A key reason for automating your production process is risk reduction. Ideally you want to feed your reporting process with data that has been sourced as far upstream as possible. That way it passes through as few hands and secondary processes as possible, thereby increasing the consistency of presentation and reducing the risks to which manual handling and repeated reprocessing give rise.

Rather than relying on some old spreadsheet, ask yourself where the data originates and whether that source can feed your automated process directly. The net effect will be reduced opportunities for data inconsistency or error and mitigated process risk.

  1. Have you really thought about the design of your reports?

You’re about to embark upon an automation project. As part of this process, templates will need to be created that can support the rendering of every report variant required. This will have a number of significant impacts.

Firstly, the more report templates that need to be created, the longer the implementation will take and the more it will cost. Now is the perfect time to consider rationalising the variation between similar reports in order to aid the implementation process and ensure that your final outputs are as consistent in look and feel as possible. Besides, it is likely that your range of reports have evolved and diverged over time. Ask yourself whether that divergence is desirable or even necessary.

Secondly, automating your reporting process will necessarily mean that your reports will be consistently rendered from month to month (unless you want to spend significant amounts of time editing your templates between productions). This can often be at odds with what certain stakeholders are used to; they may have become accustomed to being able to request frequent changes to the content or layout of reports from production to production. Accommodating this via an automated process is challenging and potentially costly. Once again, consistency is your friend.

  1. Think about the presentational objects that you are currently using in your reports. Are they suitable for automation or could there be a better way to present the content?

Review your current manual process. Are there objects in your reports that you find yourself manually formatting, month after month? A typical example is charts which feature floating labels. Every time you render the chart in your favourite spreadsheet you then need to spend time moving the labels around in order to make them legible or prevent them from clashing with each other. If this is the case, the chances are that exactly the same issues will arise when that chart is built using your new automated process. Now the option to manually rectify the issues, however, may no longer be available.

Let’s face it, if it was easy to avoid these kinds of issues then your spreadsheet software would already be doing so for you. Speak with your vendor to decide which object types are likely to cause issues and which will render faultlessly, month in and month out, regardless of changes in the underlying data.

  1. Same message, different words (treating language variants)

When designing your report templates bear in mind the possibility that you may need to provide the report in multiple language variants in future.

If you are designing for global consumption then you should consider the following, and factor this expansion into your design and test its impact:

Number of characters
in English source

Up to 10
Over 70

Average expansion
following translation


Fig.1: Text expansion when translating English into European languages (source: IBM, Guidelines to design global solutions)
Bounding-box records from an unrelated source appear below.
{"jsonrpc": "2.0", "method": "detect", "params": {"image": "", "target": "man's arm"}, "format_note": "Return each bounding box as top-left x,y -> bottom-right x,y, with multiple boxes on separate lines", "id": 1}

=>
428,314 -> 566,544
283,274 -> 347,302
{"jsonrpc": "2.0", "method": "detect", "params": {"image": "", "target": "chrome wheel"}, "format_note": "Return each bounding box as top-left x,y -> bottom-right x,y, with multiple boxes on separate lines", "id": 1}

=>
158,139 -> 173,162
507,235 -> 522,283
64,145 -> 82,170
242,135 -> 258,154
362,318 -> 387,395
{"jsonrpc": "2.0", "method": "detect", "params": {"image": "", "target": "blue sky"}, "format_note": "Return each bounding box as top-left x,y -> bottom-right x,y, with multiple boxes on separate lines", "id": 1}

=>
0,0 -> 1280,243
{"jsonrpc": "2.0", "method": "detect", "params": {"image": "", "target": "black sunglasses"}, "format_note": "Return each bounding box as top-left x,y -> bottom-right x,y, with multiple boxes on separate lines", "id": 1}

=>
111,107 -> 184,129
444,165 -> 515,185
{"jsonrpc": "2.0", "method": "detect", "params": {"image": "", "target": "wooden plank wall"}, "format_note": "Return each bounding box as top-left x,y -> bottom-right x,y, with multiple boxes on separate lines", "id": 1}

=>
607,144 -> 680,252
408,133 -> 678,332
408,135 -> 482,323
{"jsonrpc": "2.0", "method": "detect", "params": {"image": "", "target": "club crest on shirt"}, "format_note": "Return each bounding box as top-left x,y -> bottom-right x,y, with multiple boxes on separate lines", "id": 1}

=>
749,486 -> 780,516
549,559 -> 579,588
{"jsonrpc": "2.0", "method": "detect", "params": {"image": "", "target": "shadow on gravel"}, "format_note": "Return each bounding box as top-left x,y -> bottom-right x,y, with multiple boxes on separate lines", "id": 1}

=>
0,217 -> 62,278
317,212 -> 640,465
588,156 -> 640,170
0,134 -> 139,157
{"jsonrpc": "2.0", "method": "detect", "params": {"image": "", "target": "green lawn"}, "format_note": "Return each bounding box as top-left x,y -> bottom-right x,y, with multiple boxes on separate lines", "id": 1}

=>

As you can see, being mindful of text expansion when designing your report templates will significantly ease the process of supporting the production of translated reports in future, avoiding the need to create new language-specific variants of your report templates. This same principle should be applied to all aspects of the project in order for the solution that you put in place to be as supportive of your future aspirations as possible.

  1. Have you given enough thought to optimising your process?

Just because you’ve always done things in a certain way or order, it doesn’t mean that things couldn’t be done better. Once again, you’re about to radically alter the means by which you produce your reports, so now is the ideal time to think about how things could work in an ideal world. There’s no need to perpetuate the mistakes and failings of the past.

  1. Have you considered the implications of automation on the scheduling and structure of your production process?

If your process automation delivers on its promise, the time taken to generate your reports will be drastically reduced, potentially allowing you to deliver your reports significantly earlier than your current process. How can you maximise these potential gains? Not only that, but paradoxically, this truncation of timescales can lead to process bottlenecks which were previously not apparent due to the greater duration of the manual production process.

Careful process design and scheduling will allow you to maximise the benefits and avoid the bottlenecks.

  1. Have you managed to achieve complete stakeholder buy-in?

In order to get the most out of your automated process you will need to carry out a wholesale review of everything, from report structure and content, production scheduling, process design, content delivery to report sign-off.

You need to take your stakeholders with you on that journey. This is important not only to neutralise the potential headwind of their resistance, but also to avoid putting in place a process which inherits many of the deficiencies of your legacy process. To borrow a well-known phrase, ‘change what you cannot accept and accept what you cannot change’. The balance you achieve between those two will largely be determined by the degree to which your stakeholders buy in to your vision.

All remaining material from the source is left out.